Within the Tech M&A committee, practitioners agreed to publish model representations and warranties tailored to AI-involved targets a practical step toward common standards. Diligence is shifting from generic questionnaires to AI-specific scrutiny: data provenance and licensing; lawful bases for processing; model governance and evaluation; subcontractor IP and confidentiality; and product security posture.

Watch-outs for in AI deals:

  • Data lineage & rights: Where training and fine-tuning data originated; auditability and deletion rights.
  • Third-party code & models: Open-source licences, API dependencies, and model-as-a-service terms.
  • Safety & performance claims: Evidence behind marketing statements; evaluation datasets; drift monitoring.
  • Customer promises: SLAs and warranties that silently allocate model risk back to the seller.

Law-Firm AI: Useful, But Mind the Guardrails

Firms are experimenting—marketing copy, first-pass drafting, and legal research with tools like Harvey and Legora—yet language coverage and data-security boundaries limit broader deployment. Pedišić emphasised that internal policies (no sensitive client data in public tools; mandatory transparency to supervising lawyers when AI is used) need to be drafted and consistently monitored.

Disputes Go Digital: AI in Arbitration (Pilot)

Pedišić pointed out a notable development the American Arbitration Association is piloting AI-supported arbitration for construction disputes up to USD 100,000. AI will generate a draft summary of facts and a proposed decision for the arbitrator; the parties can review and comment before a human-signed award issues. Early use cases are “commodity-type” matters with high document regularity, promising speed and cost without displacing adjudicative judgment.

Cookies After the Cookie Banner: PETs on the Rise

With the long-mooted e-Privacy Regulation stalled, the current directive still requires consent for non-essential cookies. Privacy-enhancing technologies (PETs)—including anonymisation and pseudonymisation techniques may reduce dependency on third-party cookies and the associated consent friction, but adoption depends on coordinated action between brands and ad-tech vendors.

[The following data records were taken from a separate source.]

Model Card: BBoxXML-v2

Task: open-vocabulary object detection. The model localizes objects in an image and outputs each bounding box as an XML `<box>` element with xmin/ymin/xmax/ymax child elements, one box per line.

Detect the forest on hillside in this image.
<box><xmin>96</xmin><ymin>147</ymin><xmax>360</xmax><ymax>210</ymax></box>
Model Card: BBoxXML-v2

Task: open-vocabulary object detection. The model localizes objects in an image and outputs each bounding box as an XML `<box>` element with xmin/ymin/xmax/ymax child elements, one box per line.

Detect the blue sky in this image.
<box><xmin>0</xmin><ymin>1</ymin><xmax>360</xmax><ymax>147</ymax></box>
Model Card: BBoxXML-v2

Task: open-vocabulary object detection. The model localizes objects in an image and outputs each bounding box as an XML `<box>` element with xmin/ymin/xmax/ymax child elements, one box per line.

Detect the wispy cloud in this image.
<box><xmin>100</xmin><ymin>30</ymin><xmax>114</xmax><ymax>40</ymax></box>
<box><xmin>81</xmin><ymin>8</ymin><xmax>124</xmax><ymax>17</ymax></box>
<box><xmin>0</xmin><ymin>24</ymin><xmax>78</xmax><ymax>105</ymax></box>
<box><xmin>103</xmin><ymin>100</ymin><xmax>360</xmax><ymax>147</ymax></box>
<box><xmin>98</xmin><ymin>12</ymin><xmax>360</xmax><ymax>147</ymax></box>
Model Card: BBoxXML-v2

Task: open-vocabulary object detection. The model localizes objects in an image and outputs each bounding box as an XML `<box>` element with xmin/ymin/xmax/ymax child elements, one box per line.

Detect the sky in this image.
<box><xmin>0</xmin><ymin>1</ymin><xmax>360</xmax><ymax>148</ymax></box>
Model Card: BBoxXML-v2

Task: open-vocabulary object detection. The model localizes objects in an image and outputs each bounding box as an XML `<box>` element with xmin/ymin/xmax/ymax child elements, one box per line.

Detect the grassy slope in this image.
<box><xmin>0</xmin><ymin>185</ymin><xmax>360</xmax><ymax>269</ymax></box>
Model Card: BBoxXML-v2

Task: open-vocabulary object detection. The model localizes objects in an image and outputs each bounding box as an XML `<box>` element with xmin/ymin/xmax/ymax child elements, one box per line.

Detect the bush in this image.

What General Counsels and Deal Teams Should Do Next

  1. Operationalise AI diligence: Add data provenance and model-risk annexes to your standard diligence packs.
  2. Localise cybersecurity compliance: Stand up jurisdiction-specific NIS2 playbooks.
  3. Refresh platform governance: Align trust-and-safety, ads transparency and minor-protection policies with DSA/UK norms.
  4. Codify firm-side AI use: Policy, training, and disclosure keep it simple and auditable.
  5. Scan disputes portfolios: Where claims are repeatable and low-value, explore AI-assisted procedures to compress cycle time.

Bottom line: The profession is moving from abstract “innovation talk” to concrete artefacts, model clauses, playbooks, and pilots that accelerate execution while containing risk. Lawyers who package complexity into repeatable workflows will set the pace in 2026, and we look forward to ITech law in the coming year and further practice updates.